Accelerated or pronounced wear in the most mechanically efficient portions of the cutting elements is not a great hindrance in comparatively soft formation materials, where rates of penetration (ROP) are usually higher and less energy is usually required to fail the rock being drilled. However, for hard formations, the tip regions of the cutting surfaces are the most effective portions for shearing (in the case of shale, sandstone, and siltstone) or fracturing (in the case of limestone and dolomite) the rock being drilled. For these subsurface formations, a drill bit where the cutting elements exhibit accelerated cutter tip wear (based on the cutting profile) can significantly reduce the ROP. This wear pattern can also minimize a drill bit's effectiveness at combating damaging vibrations, specifically lateral vibrations and bit whirl, due to the resulting bottomhole pattern that is created as a result of the wear. Stabilization forces that normally act to re-stabilize the bit at the initiation of an off-center movement and/or rotation are minimized, making bits with pronounced cutter tip wear patterns prone to intense vibrations.

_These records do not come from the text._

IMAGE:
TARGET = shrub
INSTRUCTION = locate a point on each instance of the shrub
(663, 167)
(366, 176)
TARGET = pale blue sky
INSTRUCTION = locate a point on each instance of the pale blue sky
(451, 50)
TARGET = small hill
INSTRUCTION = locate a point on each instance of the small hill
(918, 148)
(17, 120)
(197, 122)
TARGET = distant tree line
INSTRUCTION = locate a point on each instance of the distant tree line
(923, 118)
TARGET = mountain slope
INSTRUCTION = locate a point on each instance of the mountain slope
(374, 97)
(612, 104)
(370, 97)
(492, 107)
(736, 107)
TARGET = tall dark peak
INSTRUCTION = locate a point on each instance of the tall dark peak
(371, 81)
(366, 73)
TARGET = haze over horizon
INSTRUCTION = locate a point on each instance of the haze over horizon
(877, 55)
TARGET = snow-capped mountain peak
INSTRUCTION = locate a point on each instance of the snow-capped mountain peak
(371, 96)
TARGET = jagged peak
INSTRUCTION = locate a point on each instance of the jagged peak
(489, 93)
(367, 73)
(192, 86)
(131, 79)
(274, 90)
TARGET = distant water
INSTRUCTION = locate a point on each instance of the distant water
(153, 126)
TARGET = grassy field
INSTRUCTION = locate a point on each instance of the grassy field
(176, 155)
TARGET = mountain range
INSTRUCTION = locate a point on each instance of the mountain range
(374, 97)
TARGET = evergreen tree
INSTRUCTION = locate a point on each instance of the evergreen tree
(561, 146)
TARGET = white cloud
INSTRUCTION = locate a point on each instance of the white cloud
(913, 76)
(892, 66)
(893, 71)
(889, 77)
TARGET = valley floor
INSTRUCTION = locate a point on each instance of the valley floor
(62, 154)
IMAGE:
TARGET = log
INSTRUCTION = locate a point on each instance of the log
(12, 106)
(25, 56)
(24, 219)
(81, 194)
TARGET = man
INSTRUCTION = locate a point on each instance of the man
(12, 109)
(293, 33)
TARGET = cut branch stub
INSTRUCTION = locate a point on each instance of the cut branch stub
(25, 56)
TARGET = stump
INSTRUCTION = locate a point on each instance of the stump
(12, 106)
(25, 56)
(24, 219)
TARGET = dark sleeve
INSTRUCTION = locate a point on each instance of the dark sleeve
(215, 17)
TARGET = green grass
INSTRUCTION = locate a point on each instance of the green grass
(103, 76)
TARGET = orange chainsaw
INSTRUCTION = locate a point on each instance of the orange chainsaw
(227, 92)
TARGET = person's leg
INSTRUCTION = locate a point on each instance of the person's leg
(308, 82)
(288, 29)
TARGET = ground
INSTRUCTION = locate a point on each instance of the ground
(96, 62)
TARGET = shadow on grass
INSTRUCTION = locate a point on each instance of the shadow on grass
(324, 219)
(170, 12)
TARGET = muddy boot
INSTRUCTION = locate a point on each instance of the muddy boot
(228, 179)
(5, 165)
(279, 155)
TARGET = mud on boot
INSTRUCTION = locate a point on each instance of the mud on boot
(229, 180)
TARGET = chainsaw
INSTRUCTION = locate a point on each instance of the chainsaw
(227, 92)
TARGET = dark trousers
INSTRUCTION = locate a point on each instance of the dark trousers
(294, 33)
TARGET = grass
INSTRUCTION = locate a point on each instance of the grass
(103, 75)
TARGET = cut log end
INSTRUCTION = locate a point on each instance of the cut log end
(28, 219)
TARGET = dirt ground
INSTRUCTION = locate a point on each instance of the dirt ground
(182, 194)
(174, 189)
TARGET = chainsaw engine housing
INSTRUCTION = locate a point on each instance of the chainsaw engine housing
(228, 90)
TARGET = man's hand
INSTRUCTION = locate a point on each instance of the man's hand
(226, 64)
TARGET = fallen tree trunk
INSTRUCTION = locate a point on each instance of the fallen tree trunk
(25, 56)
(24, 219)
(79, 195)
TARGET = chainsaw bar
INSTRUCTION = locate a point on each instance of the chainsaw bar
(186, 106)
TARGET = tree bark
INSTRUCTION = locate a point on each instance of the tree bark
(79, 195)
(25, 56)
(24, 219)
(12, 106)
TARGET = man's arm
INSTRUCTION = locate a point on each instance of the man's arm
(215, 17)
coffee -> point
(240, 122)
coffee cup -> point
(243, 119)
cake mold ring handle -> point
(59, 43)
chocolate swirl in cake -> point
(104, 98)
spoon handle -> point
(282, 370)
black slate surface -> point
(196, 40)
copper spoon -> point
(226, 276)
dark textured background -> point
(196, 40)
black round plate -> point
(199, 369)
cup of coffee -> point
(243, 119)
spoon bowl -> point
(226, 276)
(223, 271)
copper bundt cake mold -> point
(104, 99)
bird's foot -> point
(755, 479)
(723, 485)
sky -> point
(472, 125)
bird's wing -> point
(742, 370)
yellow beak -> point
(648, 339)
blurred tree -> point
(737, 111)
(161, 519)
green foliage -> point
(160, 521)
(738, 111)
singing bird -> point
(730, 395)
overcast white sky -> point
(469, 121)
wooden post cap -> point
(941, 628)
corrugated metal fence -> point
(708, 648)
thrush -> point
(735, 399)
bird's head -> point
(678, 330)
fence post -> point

Thus, despite certain advances made in the industry, there remains a need for a drill bit having an improved cutting element arrangement that will permit the bit to drill effectively at good or economical ROPs, and provide increased stability and enhanced mechanical efficiency as wear occurs, especially in hard formations, and in deep harsh drilling environments, where the time and expense needed to retrieve and replace ineffective and un-stable drill bits substantially increase overall drilling operational costs.